Can This Product Slow Aging?
Written by Walter Young

What is it? Creatine is a combination of three amino acids, arginine, glycine, and methionine. We actually manufacture it in our own bodies; in the liver and the kidneys; muscle tissue acts as a storage container. Creatine is largely responsible for the creation of ATP, the energy that drives our muscles initially. While we create it ourselves, it is also available in meat products, so, for vegetarian/vegan athletes it is recommended to supplement. However, it has been shown that supplementation across the board is a good idea for anyone involved in high energy sports.

What it is not? It is not a steroid, but it helps increase the workload capacity, can help in repair and new growth, it draws water into the cell creating improved volume (you look bigger) and increases potential for growth.  These are the reasons why it is commonly used in fitness circles.
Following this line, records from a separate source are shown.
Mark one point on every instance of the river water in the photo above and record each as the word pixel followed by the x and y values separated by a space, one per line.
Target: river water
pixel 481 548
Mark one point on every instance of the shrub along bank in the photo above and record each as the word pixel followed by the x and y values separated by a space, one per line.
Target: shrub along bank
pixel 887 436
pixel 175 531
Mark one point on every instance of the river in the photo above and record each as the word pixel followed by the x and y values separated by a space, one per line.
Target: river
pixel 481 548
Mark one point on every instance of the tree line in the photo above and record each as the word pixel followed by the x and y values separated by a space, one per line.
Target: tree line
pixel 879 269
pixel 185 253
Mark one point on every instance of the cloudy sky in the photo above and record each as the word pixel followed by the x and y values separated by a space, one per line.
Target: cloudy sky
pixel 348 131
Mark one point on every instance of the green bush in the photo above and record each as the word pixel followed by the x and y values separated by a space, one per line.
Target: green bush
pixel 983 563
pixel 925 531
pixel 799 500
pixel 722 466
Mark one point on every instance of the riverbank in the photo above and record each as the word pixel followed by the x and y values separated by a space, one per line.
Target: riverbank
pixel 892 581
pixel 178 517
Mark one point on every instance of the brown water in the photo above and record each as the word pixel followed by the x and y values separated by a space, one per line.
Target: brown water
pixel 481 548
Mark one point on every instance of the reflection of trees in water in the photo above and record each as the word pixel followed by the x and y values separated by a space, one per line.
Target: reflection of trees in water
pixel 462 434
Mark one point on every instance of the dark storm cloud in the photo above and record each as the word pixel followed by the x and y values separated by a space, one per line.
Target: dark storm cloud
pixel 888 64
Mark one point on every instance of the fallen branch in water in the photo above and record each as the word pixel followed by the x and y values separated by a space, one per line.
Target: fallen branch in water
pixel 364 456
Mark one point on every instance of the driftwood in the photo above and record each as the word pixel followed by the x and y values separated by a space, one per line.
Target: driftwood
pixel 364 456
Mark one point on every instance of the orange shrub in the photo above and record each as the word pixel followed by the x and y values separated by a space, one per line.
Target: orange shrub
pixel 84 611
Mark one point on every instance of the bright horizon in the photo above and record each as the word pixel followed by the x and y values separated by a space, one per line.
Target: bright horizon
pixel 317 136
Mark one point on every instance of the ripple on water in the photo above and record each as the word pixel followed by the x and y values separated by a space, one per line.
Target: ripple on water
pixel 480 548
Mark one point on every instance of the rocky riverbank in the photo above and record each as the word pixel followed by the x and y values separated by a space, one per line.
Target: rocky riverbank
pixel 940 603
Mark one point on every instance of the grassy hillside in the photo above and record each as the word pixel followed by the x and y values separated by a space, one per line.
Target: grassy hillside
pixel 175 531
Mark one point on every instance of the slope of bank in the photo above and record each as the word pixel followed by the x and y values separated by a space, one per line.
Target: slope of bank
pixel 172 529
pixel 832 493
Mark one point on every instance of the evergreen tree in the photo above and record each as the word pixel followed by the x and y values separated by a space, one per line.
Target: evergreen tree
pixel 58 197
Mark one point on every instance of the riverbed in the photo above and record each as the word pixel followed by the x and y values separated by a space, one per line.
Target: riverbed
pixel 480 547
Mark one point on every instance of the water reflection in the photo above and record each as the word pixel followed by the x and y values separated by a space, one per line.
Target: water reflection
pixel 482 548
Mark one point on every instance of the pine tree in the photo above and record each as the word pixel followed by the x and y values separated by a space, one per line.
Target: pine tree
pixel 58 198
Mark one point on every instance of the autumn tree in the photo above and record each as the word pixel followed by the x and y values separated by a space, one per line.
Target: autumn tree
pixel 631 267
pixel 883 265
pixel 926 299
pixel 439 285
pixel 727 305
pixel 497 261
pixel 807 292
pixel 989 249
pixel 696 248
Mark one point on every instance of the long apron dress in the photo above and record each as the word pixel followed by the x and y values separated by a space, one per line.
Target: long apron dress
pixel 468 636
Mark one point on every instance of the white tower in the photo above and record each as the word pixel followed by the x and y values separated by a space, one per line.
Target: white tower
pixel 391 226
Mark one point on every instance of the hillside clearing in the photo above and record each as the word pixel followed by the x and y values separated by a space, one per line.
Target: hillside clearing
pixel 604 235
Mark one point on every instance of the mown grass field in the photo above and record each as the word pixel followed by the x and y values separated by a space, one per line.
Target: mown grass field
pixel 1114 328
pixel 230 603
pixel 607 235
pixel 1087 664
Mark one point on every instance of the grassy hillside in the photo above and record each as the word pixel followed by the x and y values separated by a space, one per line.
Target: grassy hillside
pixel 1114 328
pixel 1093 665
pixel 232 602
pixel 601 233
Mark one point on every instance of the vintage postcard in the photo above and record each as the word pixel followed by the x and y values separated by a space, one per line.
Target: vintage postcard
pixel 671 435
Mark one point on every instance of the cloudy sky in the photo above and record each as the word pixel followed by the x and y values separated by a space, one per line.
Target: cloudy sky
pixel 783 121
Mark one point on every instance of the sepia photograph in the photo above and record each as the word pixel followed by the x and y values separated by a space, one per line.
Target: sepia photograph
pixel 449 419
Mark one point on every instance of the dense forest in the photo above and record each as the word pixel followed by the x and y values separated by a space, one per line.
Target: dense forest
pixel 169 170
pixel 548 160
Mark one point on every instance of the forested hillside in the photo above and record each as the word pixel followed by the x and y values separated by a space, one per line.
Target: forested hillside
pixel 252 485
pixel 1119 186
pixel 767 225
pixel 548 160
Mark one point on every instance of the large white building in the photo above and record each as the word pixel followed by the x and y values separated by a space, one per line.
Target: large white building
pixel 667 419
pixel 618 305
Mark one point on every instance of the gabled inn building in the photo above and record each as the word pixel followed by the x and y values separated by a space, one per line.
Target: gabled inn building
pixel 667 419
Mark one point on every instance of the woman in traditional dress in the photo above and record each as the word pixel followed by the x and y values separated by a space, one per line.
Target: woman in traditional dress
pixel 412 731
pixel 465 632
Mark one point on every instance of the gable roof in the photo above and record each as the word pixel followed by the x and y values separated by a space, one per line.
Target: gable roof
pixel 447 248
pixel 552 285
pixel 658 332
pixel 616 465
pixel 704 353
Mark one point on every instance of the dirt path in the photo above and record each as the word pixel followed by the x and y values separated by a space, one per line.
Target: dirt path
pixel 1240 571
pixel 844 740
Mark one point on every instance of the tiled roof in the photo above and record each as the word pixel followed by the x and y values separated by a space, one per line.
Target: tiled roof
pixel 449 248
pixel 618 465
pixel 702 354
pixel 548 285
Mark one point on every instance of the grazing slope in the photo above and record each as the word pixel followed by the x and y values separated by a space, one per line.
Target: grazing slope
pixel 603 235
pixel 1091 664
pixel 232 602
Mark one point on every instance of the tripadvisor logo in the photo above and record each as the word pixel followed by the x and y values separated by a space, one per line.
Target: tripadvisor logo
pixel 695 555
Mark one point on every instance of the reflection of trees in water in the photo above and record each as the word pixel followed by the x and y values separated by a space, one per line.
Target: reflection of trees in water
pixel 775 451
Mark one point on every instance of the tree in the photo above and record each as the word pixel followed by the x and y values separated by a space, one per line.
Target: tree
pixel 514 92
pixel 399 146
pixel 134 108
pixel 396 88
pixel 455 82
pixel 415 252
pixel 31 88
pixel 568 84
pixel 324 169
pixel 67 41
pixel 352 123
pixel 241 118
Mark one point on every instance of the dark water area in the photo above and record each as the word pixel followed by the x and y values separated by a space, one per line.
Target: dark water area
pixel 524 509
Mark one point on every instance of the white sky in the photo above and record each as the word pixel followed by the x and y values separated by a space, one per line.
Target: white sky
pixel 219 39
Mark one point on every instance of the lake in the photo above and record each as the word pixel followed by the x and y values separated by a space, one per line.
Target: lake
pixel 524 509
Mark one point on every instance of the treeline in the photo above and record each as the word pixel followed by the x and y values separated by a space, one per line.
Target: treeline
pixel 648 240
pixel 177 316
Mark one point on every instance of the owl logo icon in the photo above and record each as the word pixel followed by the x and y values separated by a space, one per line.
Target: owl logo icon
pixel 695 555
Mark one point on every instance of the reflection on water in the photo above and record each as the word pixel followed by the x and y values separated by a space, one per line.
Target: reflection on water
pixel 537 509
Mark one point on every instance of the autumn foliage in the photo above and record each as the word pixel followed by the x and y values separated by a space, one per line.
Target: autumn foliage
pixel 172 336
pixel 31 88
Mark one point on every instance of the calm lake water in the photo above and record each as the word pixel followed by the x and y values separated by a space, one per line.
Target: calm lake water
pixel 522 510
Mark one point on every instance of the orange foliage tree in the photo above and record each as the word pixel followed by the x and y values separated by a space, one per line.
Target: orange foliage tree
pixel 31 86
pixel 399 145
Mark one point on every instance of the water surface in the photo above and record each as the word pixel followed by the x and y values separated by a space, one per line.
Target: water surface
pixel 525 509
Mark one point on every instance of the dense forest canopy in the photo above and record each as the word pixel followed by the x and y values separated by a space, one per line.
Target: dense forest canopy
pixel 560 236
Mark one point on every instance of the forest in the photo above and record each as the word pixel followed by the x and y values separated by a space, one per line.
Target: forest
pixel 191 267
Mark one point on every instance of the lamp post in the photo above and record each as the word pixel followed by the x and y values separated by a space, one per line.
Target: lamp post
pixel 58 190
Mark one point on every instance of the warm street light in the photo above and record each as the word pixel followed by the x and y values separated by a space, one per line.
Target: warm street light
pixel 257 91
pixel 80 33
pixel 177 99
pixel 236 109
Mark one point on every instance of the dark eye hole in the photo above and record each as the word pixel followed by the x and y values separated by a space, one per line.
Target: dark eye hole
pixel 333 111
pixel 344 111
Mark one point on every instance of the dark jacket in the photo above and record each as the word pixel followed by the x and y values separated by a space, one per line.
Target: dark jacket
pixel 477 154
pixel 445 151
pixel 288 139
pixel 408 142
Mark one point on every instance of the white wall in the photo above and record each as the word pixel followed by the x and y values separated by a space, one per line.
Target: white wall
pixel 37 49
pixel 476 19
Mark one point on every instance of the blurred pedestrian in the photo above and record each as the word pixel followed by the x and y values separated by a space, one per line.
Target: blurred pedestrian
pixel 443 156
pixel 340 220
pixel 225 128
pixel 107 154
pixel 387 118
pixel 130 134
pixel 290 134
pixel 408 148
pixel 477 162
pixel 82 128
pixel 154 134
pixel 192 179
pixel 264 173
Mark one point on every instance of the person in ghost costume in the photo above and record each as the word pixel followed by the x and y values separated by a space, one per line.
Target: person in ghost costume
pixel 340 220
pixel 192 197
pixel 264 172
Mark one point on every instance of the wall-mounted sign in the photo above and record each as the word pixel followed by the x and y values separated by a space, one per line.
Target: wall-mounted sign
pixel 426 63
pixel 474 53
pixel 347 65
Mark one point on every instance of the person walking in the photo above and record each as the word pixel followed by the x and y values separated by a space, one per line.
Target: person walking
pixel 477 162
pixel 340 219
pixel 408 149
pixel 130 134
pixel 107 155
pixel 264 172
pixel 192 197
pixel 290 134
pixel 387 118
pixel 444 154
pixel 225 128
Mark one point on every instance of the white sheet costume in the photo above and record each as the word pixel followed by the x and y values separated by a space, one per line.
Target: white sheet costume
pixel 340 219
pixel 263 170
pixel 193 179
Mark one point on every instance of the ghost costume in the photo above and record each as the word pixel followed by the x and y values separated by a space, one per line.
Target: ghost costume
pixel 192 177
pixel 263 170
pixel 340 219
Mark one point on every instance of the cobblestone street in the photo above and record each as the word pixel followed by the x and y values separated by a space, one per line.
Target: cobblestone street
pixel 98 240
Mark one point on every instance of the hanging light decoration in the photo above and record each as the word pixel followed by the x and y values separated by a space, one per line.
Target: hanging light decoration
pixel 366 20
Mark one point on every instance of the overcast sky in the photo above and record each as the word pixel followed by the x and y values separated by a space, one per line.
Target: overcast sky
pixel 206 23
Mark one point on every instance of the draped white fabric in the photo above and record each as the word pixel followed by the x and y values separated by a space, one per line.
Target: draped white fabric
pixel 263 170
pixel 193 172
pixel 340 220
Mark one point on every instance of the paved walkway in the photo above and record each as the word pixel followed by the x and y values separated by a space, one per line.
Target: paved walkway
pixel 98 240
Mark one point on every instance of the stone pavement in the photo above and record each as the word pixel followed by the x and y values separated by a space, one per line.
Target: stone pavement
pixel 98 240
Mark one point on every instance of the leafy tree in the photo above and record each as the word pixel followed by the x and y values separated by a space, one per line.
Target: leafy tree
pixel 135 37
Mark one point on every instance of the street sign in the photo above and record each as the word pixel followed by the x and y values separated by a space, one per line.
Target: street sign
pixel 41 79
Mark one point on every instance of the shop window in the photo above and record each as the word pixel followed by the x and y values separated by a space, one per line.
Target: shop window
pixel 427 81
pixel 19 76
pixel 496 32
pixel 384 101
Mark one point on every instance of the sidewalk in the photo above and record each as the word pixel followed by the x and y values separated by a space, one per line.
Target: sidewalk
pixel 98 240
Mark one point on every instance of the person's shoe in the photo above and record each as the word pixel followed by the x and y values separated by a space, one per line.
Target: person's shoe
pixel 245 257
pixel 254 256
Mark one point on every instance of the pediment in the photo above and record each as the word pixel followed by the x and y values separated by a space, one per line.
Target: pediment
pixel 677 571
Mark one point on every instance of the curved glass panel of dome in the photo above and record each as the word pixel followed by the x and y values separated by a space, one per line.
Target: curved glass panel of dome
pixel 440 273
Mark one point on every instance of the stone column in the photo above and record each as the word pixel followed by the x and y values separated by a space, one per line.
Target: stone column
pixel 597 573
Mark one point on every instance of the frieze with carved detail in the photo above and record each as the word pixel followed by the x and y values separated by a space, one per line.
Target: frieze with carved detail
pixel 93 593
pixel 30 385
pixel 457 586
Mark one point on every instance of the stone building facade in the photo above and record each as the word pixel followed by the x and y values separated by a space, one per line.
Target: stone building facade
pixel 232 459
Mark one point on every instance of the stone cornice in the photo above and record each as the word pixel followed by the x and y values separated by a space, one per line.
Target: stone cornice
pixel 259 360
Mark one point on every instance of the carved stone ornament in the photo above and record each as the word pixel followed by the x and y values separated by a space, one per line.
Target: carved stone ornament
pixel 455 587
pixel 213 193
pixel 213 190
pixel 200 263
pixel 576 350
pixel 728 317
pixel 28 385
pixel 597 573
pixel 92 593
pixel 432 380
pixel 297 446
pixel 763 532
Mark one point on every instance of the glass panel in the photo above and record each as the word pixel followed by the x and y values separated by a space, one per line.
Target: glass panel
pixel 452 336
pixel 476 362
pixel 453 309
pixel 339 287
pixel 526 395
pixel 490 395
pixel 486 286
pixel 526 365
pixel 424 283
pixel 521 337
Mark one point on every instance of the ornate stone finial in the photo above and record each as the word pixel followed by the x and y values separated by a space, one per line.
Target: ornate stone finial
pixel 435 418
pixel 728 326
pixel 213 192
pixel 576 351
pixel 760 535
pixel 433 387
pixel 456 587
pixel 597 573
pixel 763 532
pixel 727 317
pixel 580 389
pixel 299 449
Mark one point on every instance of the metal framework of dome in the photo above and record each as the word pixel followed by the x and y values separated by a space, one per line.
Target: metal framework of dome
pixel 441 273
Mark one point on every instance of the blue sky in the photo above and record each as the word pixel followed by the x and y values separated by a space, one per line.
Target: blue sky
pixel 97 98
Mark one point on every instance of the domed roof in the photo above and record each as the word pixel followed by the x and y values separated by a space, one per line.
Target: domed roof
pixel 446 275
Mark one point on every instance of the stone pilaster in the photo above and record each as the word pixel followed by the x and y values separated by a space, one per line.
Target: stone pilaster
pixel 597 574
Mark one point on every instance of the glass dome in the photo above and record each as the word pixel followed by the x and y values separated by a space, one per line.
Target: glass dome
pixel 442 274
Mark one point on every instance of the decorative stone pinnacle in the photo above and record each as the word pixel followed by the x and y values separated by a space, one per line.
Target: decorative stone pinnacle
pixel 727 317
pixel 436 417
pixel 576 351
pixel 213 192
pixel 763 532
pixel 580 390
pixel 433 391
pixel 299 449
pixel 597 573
BUT… Research shows that creatine has some anti-aging effects in tissues other than muscle, throughout the body.

What does this mean for the aging athlete?

Well, as we know sarcopenia (the loss of muscle tissue as part of the aging process) can be put off better with creatine, increased protein intake and a resistance exercise program. Some studies have shown that the creatine on its own can help.

Creatine has been shown to reduce lipofuscin thought to be one of the aging or "wear-and-tear" residues found in internal organs. This is linked to aging through free radical (remember them) stress. Creatine helps keep the cells in better shape, less harmed by free radicals.

It also allows for better mitochondrial health. This means that as cells age and die, the cleanup and removal of broken material such as proteins (autophagy) is better. The whole system is maintained at a higher level.

Some organs of the body, the heart, the brain and muscle tissue need higher levels of ATP production due to high energy consumption, creatine supplementation helps with this.

Speaking of the brain, tests have shown that creatine can help improve symptoms of not only age-related diseases such as Parkinson’s, Alzheimer’s, and Huntington’s, but has shown some results with strokes and traumatic brain and spinal cord injuries.

In aging adults, not affected by these issues, use of Creatine in doses of 5 grams four times daily show improvement with memory and cognition. Heart health is shown to improve with use and to lower blood glucose levels, as well.

Simply put, as we age our ability to move and store energy extracted from food begins to fail, harmful by-products increase because we aren’t able to remove them as efficiently as we used to. This allows for a greater breakdown, more by-products and so on.

Finally, there is growing evidence that Creatine can help with bone mass density. When it is combined with exercise and strength training, creatine has been shown effective.

Creatine improves our chances. Research is in beginning phases only. Still, I think it is worth considering as an addition to your arsenal of age-defying tools.